RNC rules say that only Republicans should be allowed to vote in the party’s primaries but leave it up to state parties to decide how to accomplish that.

In response to Trump’s criticism, the executive director of the Virginia GOP sent activists a list of talking points intended to refute allegations that the pledge targets voters who are most likely to support Trump’s un­or­tho­dox campaign.

“For reasons unknown to our Party at this time, Donald Trump has decided that this [is] an attack against his campaign,” John Findlay said in the email. “Let me be very clear, the statement of affiliation is not designed to favor or hurt any candidate whatsoever.”

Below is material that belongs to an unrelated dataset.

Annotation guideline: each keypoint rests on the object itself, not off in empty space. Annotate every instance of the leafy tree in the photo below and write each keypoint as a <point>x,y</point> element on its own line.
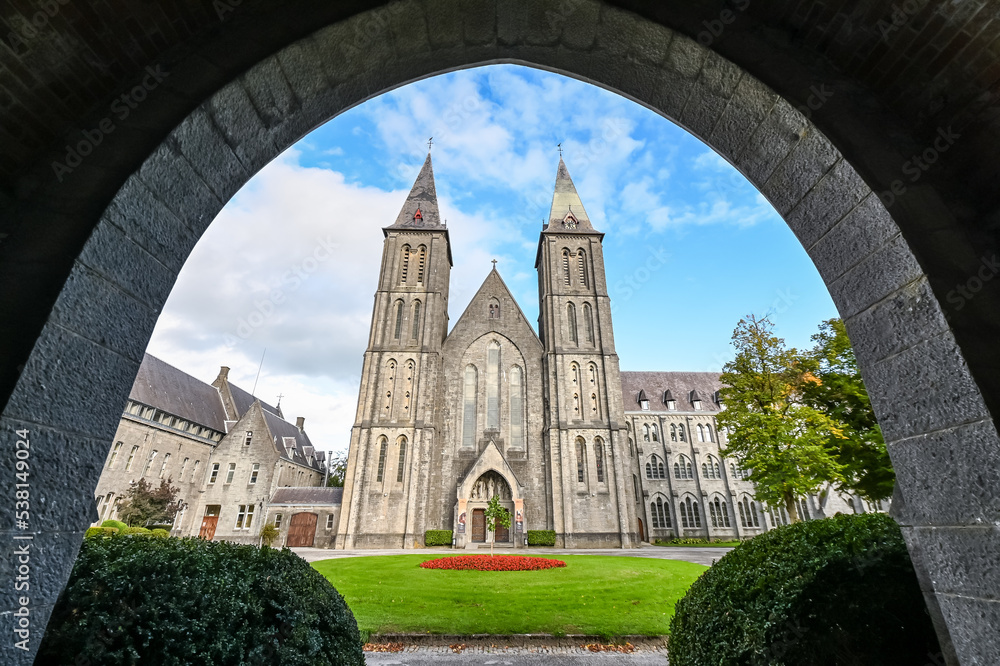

In the past, it was Virginia’s Republican establishment that was uncomfortable with the pledge. Party activists who were more conservative tended to be for it, including a group of hard-core Republicans who call themselves the Conservative Fellowship and who won control of the state party’s governing board a few years ago.

Since that board decided to bring back the pledge, however, some Virginia conservatives have reached the same conclusion as Trump: that the pledge is a bad idea.

Russ Moulton, an influential activist, said he used to favor loyalty pledges but has “come to believe with deeper understanding they are a mistake.”

“Establishment Republicans have recently hurt our brand-idea so badly, we have many in our base disgusted with ‘Republicans,’ ” Moulton said in a statement urging the party to abandon the plan.

He noted that if the party wanted to ensure only Republicans pick the party nominee, the governing body should have chosen a convention, a day-long gathering that tends to attract only the most committed activists and leaves no doubt as to their party affiliation.

But by a narrow vote, the governing board chose a primary for 2016.